His whole face turns red. He wrinkles the pages in his hands. I smile at him to try to ease some of his embarrassment. He leaves the room, and not long after, Anne returns. I try to shoo her away.
“You’re going to get in trouble,” I warn her.
She rolls her eyes. “What’s he going to do? Fire me?”
“Probably.”
She laughs. “Tell me about San Diego.”
It takes me a moment to remember what we were talking about before Patrick interrupted. “That’s where Luca’s first and last letters came from. I can only imagine he’s probably still there.”
“He watched your weather report.”
“So? He could have accessed that from anywhere. You don’t always have to live locally to get the local stations.”
“What are you going to do?”
“I’m going to wait for him to send me another letter. Maybe he’ll include his return address next time.”
“What if there isn’t a next time?”
Aside from the two-year gap, I never went longer than a month without hearing from him. The only difference now is that I can’t write back. I wonder if it’s intentional that he left off his return address. It has to be.
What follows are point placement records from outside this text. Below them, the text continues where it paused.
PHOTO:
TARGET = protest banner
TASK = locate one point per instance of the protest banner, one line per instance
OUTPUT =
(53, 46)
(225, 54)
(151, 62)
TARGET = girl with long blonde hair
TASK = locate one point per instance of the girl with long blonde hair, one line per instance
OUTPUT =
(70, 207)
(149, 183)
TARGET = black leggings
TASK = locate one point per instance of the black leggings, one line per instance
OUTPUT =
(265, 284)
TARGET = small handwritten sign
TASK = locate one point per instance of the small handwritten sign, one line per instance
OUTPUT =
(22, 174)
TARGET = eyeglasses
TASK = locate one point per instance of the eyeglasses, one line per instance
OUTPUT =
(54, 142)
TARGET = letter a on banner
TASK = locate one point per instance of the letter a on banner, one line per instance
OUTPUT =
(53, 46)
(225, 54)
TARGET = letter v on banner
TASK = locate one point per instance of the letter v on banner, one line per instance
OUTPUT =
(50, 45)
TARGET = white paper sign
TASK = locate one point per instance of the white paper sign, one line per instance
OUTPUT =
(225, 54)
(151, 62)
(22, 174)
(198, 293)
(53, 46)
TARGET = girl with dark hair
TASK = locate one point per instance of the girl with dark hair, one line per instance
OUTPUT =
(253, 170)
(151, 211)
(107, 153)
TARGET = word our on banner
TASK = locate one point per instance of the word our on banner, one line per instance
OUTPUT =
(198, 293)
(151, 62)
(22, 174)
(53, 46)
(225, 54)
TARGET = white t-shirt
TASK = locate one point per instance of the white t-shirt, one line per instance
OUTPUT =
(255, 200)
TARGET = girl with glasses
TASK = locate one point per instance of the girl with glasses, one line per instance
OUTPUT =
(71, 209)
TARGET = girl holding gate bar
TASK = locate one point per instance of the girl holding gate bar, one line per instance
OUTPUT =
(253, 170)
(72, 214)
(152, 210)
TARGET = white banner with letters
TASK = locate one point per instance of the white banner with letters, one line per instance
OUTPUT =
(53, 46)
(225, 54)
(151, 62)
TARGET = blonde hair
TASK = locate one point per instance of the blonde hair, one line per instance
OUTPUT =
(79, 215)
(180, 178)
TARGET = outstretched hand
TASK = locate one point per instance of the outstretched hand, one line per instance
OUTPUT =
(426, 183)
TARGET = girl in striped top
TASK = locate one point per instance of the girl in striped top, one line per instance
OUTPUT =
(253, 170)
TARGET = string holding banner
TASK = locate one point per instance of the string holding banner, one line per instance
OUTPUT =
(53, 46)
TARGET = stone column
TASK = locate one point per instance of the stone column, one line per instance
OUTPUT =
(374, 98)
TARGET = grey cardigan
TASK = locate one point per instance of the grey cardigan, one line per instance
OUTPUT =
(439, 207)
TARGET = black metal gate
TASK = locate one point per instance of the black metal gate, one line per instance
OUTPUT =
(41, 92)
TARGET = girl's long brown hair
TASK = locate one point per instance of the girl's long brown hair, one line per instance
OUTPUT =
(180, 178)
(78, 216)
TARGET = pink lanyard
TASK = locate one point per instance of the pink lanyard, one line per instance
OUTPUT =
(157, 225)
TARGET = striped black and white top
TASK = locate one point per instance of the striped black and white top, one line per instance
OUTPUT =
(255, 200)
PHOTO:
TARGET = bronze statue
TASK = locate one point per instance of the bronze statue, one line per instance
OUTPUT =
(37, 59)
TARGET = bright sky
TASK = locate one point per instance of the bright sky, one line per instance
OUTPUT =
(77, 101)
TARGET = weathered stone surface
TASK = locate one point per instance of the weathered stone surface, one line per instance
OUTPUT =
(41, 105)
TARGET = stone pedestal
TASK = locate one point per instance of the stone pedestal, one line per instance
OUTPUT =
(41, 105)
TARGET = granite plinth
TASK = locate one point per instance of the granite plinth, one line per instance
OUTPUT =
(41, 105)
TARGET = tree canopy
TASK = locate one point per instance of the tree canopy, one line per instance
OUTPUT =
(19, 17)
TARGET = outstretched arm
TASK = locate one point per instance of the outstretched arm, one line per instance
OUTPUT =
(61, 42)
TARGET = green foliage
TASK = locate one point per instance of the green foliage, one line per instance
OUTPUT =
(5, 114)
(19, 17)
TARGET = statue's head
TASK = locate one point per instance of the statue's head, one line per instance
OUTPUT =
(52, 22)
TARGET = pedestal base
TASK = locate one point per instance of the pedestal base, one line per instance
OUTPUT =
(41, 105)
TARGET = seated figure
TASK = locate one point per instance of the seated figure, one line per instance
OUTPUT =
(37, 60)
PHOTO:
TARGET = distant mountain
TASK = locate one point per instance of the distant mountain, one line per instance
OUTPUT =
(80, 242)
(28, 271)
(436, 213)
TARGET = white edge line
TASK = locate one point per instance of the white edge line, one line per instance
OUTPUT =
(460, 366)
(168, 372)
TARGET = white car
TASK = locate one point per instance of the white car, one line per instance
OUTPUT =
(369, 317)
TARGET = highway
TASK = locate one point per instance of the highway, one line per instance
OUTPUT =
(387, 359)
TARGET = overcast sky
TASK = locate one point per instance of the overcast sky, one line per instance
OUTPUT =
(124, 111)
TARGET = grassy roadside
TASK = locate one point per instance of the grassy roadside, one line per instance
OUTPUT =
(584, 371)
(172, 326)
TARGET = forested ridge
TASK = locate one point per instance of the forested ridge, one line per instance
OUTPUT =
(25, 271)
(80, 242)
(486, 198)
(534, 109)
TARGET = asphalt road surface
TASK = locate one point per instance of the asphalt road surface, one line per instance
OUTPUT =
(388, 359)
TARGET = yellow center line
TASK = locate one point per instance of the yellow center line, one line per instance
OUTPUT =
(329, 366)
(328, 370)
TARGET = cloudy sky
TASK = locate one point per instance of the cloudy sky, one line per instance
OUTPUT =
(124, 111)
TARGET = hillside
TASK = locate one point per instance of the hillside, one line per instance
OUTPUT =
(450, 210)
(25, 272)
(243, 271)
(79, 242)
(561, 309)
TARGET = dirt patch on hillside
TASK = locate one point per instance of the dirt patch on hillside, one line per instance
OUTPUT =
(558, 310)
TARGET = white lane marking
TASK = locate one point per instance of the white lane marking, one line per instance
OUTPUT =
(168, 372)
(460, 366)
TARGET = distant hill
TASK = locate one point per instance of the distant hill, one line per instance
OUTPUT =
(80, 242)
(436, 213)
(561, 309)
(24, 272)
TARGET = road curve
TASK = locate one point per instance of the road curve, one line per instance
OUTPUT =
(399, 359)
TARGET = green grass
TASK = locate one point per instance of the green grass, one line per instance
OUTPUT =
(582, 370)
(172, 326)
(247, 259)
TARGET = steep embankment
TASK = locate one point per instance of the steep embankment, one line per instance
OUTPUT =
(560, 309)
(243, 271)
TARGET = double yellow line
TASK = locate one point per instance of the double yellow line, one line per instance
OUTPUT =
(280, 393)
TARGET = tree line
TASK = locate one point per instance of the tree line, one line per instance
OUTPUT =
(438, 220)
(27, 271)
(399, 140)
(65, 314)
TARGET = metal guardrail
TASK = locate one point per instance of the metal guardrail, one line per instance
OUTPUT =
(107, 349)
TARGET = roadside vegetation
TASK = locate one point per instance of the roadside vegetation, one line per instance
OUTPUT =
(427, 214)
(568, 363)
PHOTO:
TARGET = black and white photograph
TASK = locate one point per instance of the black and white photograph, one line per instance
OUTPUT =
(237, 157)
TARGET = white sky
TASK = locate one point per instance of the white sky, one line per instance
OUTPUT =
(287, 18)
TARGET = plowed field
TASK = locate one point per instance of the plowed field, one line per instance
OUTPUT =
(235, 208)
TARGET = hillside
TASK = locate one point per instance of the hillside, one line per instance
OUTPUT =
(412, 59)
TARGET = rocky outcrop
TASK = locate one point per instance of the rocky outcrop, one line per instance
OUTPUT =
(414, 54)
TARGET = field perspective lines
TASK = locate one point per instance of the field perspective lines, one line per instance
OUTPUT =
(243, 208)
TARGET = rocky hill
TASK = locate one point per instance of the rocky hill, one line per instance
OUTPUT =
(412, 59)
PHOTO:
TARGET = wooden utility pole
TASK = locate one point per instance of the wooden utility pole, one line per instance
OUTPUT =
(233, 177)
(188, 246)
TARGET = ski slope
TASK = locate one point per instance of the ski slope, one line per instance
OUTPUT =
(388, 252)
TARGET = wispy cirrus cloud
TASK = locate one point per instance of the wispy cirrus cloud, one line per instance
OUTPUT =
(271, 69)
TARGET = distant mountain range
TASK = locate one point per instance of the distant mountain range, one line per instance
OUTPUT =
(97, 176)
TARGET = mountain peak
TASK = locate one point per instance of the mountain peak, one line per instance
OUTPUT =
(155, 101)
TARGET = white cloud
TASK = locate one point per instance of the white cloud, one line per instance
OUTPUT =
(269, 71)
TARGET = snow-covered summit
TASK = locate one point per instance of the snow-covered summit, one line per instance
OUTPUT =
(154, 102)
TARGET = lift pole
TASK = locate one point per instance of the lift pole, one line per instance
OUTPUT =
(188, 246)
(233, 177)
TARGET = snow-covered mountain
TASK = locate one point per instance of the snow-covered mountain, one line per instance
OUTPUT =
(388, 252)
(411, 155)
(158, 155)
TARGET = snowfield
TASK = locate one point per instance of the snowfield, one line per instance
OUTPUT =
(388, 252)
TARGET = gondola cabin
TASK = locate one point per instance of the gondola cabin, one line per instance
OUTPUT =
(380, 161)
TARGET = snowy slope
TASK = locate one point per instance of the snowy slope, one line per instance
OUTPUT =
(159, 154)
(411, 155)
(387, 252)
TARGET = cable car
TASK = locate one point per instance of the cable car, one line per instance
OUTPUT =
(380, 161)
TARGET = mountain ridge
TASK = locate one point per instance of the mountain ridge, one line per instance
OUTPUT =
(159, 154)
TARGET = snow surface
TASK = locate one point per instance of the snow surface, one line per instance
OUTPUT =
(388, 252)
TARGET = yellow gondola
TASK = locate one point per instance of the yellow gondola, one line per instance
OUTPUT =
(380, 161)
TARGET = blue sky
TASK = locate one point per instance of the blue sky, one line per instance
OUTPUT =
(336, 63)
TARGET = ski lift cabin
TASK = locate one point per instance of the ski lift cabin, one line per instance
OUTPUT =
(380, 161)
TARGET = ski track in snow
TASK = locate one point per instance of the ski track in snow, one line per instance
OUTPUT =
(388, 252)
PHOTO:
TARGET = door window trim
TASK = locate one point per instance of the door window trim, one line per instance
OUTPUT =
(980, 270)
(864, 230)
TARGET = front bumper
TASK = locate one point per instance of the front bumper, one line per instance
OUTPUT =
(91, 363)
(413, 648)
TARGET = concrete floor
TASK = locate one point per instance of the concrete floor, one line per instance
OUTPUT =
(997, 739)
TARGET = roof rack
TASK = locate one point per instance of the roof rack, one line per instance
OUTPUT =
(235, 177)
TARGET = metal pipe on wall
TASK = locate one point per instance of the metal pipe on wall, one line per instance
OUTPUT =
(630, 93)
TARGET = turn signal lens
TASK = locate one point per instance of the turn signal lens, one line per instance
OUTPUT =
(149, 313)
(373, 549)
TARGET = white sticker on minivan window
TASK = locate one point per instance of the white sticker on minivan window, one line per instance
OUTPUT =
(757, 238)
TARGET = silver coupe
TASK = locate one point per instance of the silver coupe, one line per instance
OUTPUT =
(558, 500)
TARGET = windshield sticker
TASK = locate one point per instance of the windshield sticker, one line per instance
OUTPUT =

Maybe he just wants to mess with me. Or maybe he doesn’t want his wife to know that he’s writing to me again. My best guess is that she’s the reason I hadn’t heard from him for two years. I don’t blame her if she read the last letter I sent – the last one before the postal service started kicking my letters back to me. I would have felt the same way she did if I had read a letter like the one that I sent. I had never considered until after I sent it, and he never wrote back, that someone other than Luca might read it. No amount of returned mail could make things right. I spent the last two years feeling like a part of me was missing. Now it was back, but was it really? He wouldn’t just send a letter like that after two years, with no return address, if he didn’t intend to follow up.